Lebih jauh lagi ke selatan tampak pula bukit-bukit berwarna biru yang tampak
memesona dengan kabut tipis. Ke utara sedikit matahari merekah kemerahan. Di
bawah bukit-bukit itu tampak tumbuhan hijau dimana-mana dan beberapa pemukiman
warga. Dari atas sini kami bisa melihat perbatasan Jawa Timur dan Jawa Tengah,
Ponorogo dan Wonogiri.
|
Salah satu monyet yang habis saya lempari roti |
2 jam kami habiskan untuk memotret
pemandangan disana. Beberapa kali monyet-monyet mendekat saat saya beristirahat
dan makan roti. Saya tahu mereka pasti lapar. Saya lempari beberapa cuil roti
sampai habis. Sebagian yang tak mendapat roti terlihat kesal, tapi tak sampai
menjadi buas. Lain kali kalau saya datang lagi, akan saya bawakan makanan untuk
mereka.
|
tampak Ali berdiri di atas batu |
|
Ali berdiri lebih tinggi |
|
lelah, akhirnya Ali memutuskan untuk duduk |
|
Saya juga lelah, akhirnya duduk juga motret kaki |
Kamipun menuruni bukit. Lelah kami
terbayar dengan keindahan yang tak akan mampu dibayar dengan harga berapapun.

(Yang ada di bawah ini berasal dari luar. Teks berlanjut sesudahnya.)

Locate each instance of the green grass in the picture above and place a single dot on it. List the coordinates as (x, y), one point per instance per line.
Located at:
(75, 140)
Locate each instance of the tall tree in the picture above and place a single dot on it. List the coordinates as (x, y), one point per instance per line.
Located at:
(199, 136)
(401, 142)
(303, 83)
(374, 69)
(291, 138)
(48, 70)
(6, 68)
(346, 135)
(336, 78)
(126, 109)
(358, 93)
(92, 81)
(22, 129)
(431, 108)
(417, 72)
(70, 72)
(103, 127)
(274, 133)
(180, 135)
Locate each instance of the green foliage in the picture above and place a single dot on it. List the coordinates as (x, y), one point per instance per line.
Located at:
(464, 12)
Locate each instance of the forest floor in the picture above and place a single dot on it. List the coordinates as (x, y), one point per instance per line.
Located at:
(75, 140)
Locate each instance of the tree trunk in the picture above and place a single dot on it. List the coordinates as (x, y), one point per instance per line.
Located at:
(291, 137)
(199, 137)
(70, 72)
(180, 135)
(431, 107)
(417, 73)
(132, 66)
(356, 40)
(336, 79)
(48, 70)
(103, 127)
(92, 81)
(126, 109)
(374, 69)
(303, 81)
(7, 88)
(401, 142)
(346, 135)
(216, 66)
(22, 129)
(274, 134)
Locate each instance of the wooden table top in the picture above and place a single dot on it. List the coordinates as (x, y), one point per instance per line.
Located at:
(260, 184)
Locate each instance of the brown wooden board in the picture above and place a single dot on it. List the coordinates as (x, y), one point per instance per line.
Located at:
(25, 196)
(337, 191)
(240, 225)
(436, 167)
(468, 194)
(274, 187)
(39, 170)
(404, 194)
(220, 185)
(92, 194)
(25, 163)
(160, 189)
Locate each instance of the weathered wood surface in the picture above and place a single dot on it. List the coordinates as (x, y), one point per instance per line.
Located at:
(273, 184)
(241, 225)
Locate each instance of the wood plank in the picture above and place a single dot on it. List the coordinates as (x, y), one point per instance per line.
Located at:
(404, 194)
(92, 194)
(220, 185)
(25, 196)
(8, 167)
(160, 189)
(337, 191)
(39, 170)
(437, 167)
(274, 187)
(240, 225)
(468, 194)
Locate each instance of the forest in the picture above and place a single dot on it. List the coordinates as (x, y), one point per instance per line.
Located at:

Lukisan Tuhan yang sungguh luar biasa. Saat kami tiba di parkiran sepeda Mas
Jalod dan Mas Tesar masih tertidur pulas. Kami membangunkannya perlahan.
Mengopi, makan gorengan tempe, juga mengobrol sejenak.
“Tiga ribu mas per sepeda” kata bapak
tukang parkir. Dari situ saya paham bahwa menuju ke bukit cumbri begitu murah,
tanpa tiket masuk. Hanya membayar parkir saja. Setelah membayar kamipun kembali
menuju rumah Mas Jalod.
Di
perjalanan menuju rumah Mas Jalod kami berhenti sejenak di warung makan. 4
piring penuh nasi dan sayur pecel terhidang di depan kami disertai 2 tempe daun
per piringnya. Tempe daun adalah tempe yang difermentasi dengan cara dibungkus
menggunakan koran ataupun daun. Tempenya tipis namun sangatlah besar dan lebar.
Digoreng dengan tepung dan saat dimakan akan terasa bunyi “kriuk”. “Berapa ini
mas satu piring?” saya bertanya penasaran karena melihat begitu banyak satu
porsi. “3 ribu mas” kata Mas Jalod santai sambil makan pecel. “Murah ya, Mas?”
katanya lagi memastikan. Bukan hanya murah, bahkan saya tidak habis memakannya.
Lihatlah terlalu banyak hingga perut saya tidak kuat.
Setelah
sarapan kami kembali menuju rumah Mas Jalod, membersihkan diri, beristirahat
sejenak, dan bersiap-siap berangkat lagi siang nanti menuju ke Karanganyar,
Jawa Tengah. Akan saya ceritakan di Judul yang lain agar tulisan ini tidak
terlalu panjang. Terimakasih sudah membaca.